In the first phase, participants had to achieve a weight loss of eight percent or more using total meal replacements. In total 2,326 overweight or obese adults aged 25-70 years with pre-diabetes were enrolled.
Ninety seven percent of trial graduates who had achieved the required fast weight loss had not developed diabetes by the end of the three-year trial.
Professor Brand-Miller highlights: “The most important finding in PREVIEW was the low incidence of diabetes in all groups at the end of the study.”
Just 62 participants developed type 2 diabetes, giving a cumulative incidence of only one per 100 person-years. This compared with about five per 100 person-years in the diet arm of a 2002 Diabetes Prevention Study in the United States. In that study, participants had slower weight loss over a longer timeframe.

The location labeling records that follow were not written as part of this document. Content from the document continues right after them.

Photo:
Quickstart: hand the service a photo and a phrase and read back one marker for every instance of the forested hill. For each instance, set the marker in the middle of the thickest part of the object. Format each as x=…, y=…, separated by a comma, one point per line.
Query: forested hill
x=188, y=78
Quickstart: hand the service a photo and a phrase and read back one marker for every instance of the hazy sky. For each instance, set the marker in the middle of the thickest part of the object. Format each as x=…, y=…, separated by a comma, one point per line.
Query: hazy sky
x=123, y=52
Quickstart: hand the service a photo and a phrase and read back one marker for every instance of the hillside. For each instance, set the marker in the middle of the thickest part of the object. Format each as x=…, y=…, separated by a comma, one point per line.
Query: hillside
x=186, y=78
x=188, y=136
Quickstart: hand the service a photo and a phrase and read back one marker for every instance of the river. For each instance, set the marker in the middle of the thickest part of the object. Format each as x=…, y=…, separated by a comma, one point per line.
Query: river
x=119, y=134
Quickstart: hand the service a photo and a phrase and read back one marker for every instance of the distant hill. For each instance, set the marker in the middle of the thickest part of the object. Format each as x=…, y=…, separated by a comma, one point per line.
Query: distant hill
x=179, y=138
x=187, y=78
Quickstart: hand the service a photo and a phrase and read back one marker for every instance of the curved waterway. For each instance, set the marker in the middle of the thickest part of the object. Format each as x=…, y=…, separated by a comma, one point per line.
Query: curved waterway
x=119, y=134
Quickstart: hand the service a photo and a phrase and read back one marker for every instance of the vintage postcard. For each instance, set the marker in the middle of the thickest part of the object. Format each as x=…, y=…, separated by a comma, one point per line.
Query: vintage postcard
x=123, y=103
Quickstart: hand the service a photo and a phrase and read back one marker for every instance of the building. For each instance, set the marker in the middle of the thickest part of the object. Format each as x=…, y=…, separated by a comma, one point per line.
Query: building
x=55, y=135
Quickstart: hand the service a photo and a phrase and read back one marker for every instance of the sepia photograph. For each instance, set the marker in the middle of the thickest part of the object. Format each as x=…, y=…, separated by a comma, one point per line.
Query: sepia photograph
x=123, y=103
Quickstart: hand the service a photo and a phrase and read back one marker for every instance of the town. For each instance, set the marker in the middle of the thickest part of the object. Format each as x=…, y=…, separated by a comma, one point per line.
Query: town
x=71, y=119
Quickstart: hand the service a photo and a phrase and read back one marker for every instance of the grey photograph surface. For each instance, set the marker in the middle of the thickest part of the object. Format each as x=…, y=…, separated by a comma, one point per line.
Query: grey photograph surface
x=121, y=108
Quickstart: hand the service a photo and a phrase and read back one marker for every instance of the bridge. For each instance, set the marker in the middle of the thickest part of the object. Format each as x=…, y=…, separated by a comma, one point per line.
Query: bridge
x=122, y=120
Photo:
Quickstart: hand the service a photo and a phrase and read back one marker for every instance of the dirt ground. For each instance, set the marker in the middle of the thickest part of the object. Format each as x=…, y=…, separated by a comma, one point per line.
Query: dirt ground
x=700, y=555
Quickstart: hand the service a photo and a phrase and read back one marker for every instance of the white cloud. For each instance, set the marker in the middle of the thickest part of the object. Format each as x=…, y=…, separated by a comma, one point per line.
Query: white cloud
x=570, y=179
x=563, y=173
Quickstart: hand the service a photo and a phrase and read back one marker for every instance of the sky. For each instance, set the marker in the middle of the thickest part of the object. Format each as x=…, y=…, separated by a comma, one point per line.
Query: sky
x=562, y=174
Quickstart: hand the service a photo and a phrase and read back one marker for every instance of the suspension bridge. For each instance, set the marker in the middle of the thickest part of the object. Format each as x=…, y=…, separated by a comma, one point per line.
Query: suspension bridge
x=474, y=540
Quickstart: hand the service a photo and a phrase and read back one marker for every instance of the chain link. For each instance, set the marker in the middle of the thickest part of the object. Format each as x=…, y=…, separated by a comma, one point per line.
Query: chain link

In the PREVIEW study, no differences were found between the two diets or the two physical activity programs, although fewer participants in the high protein groups achieved normal glucose status. With such a low incidence of diabetes, the researchers did not have the ability to detect any difference between the diet or physical activity arms. It is also important to note they did not have an untreated control group.
Professor Brand-Miller said while promising, further work was needed to confirm the rapid weight loss in phase one was the main contributor to the study results.
“While it was a challenge for our participants to maintain the target protein and GI over three years, the combination of fast weight loss, healthy eating, behaviour change and physical activity seems to be very powerful,” Professor Brand-Miller concluded.
“We believe this approach has been more successful in reducing the risk of type 2 diabetes than any previous diabetes prevention study and represents a significant clinical advance in the treatment of pre-diabetes.”
The main findings of PREVIEW were published in November 2020 in Diabetes, Obesity and Metabolism.
Declaration: Professor Brand-Miller is the president of the Glycemic Index Foundation, oversees a glycemic index testing service at the University of Sydney and is a co-author of books about diet and diabetes. The lead authors have variously received honorariums from Novo Nordisk A/S, the International Sweeteners Association, Nordic Sugar, Unilever, and received travel grants from the Cambridge Weight Plan, which also donated the meal replacements. Refer to the published paper for full details.